Explain again why this is necessary
Monday February 21, 2011
The Death with Dignity bill is back in the Vermont Legislature, and some see a chance it could pass this year because Gov. Peter Shumlin has expressed support for the idea.
However, the need for a law that allows physicians to prescribe lethal drugs to terminally ill patients if they request it remains dubious. Patients and their families, with the help of care-providers, already routinely find ways to accomplish the same end to suffering, but such a law would directly involve physicians in a suicide, which runs counter to the Hippocratic Oath.
It is no secret that strong prescribed pain killers are, in effect, sometimes used to hasten what this legislation would allow on a formal, legally sanctioned basis. And do-not-resuscitate measures sometimes are a part of dying, whether or not there is a written document in place specifying the conditions. Just ask anyone who has cared for the dying or has watched a relative decline and die.

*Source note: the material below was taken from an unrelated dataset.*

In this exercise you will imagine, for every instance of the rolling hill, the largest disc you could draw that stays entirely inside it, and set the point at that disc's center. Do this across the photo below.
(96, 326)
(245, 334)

Families and care-givers apparently find ways to allow the dying to leave the world without this type of legislation, which only three states have enacted. That is obvious given the level of sophistication of modern medical care, which could — if a patient or a family demanded it — keep alive even hopelessly ill people.
Society has already developed routines for dealing with death for the terminally ill, some of which have been encoded into legislation, but others which appropriately have not. What this bill would do, however, is make the primary care-giver, the physician, a party to suicide. That doesn’t sound like a good place for society to go.